E3 is right around the corner, and like every year, people are eagerly waiting in anticipation for all the big announcements and trailers and who knows what that will come from the event that has gained an almost legendary status in the world of games. From an outsider’s perspective, it must look like the gaming equivalent of the Oscars with all the cameras, flashy appearances, and crowds of people. For a press event, it is certainly one of the more well known ones, and for a good reason. But when it comes down to it, perhaps E3 is like an old man past his prime, eager to steal the spotlight once more by throwing the biggest party on the block.
Take last year’s lineup of notable games that were shown off. All respectable presentations to be sure, demonstrating the pinnacle of gaming at the time. But there were so many that were delayed, or better yet, games that would come out within a year or two. Now of course, developing games is hard work and sometimes things happen that force a change in release date, a perfectly acceptable practice for the sake of quality. But when games that are slated to come out are teased this far in advance, it does defeat the purpose of hype, does it not? Why tease Mass Effect 4, or Dead Island 2, or Rise of the Tomb Raider, or Rainbow 6: Siege when they come out years from the event, unless of course it is merely a move to gain attention from the financial world.
And even if the game comes out relatively close to the event, so much can change. Master Chief Collection and Assassins Creed Unity are now one of the most often touted examples of games that simply do not work (an exaggeration of course, but lets be honest, when something breaks everyone hears about it but when something works no one says anything). Meanwhile Destiny is not quite as many of us probably anticipated, given how the trailers and demos never implied that the story simply doesnt exist or how much repetition is involved. And who can forget how Battlefield Hardline (and other military themed shooters) are always shown off with the most well coordinated, well equipped, teams fighting each other in very obviously scripted scenarios when actual gameplay often involves your team’s helicopter flying into the ground when a random teammate takes it and realizes that they dont know the controls.

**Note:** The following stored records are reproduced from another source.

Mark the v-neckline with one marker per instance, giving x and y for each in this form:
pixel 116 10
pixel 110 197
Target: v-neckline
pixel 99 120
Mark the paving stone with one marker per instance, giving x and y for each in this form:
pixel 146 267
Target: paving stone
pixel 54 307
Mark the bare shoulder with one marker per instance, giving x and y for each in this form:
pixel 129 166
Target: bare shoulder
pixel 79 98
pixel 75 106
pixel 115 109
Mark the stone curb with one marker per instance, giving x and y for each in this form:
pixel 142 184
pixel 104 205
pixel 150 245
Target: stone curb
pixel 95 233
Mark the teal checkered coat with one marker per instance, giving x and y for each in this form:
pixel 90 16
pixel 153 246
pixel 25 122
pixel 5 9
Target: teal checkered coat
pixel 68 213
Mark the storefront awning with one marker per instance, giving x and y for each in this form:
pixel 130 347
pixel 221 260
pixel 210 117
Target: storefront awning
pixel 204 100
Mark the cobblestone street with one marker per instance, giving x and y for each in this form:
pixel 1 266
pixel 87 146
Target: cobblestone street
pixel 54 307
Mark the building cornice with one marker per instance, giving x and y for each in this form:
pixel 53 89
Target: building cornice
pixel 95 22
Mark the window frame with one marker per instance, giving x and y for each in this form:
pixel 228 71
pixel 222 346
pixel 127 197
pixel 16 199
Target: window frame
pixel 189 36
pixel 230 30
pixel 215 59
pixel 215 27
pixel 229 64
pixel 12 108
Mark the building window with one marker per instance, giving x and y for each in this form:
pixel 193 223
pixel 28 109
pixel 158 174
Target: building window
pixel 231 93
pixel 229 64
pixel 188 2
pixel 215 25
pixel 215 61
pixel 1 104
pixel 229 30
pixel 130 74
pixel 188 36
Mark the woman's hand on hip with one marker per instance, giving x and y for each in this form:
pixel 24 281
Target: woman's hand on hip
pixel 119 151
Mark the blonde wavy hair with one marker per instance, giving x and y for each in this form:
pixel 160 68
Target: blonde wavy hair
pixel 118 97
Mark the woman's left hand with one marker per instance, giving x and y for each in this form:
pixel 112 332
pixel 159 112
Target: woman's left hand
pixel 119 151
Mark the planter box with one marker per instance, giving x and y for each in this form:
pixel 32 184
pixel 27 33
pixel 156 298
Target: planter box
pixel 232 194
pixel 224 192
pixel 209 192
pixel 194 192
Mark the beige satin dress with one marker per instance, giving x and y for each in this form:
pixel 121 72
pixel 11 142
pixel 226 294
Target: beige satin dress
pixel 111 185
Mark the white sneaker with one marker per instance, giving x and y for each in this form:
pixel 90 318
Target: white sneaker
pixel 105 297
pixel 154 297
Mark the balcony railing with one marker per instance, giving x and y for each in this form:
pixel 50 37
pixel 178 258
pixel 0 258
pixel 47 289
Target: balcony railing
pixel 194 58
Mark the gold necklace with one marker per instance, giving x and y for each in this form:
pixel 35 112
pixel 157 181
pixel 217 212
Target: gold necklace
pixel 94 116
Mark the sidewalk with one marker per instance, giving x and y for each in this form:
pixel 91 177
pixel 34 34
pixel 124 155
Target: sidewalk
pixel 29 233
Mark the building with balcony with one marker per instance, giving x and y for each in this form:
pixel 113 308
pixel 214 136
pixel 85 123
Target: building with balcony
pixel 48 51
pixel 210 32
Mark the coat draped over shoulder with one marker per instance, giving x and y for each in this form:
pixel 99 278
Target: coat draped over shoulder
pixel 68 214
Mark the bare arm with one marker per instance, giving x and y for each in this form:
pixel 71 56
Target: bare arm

Of course, there are games that have been shown off and live up to the expectations that we get and come out when the presentations are still things we can remember. Realistically though, even without E3, there would have been “leaks”, trailers, TV or internet advertisements, and coverage of all kinds that will let the world know that a game is coming. And even then, we have to keep in mind that things may not perform as they appear, and special scrutiny should probably be directed towards games that have terrific trailers with lifelike character models and whatnot…but are essentially pre-rendered cutscenes that dont show off gameplay.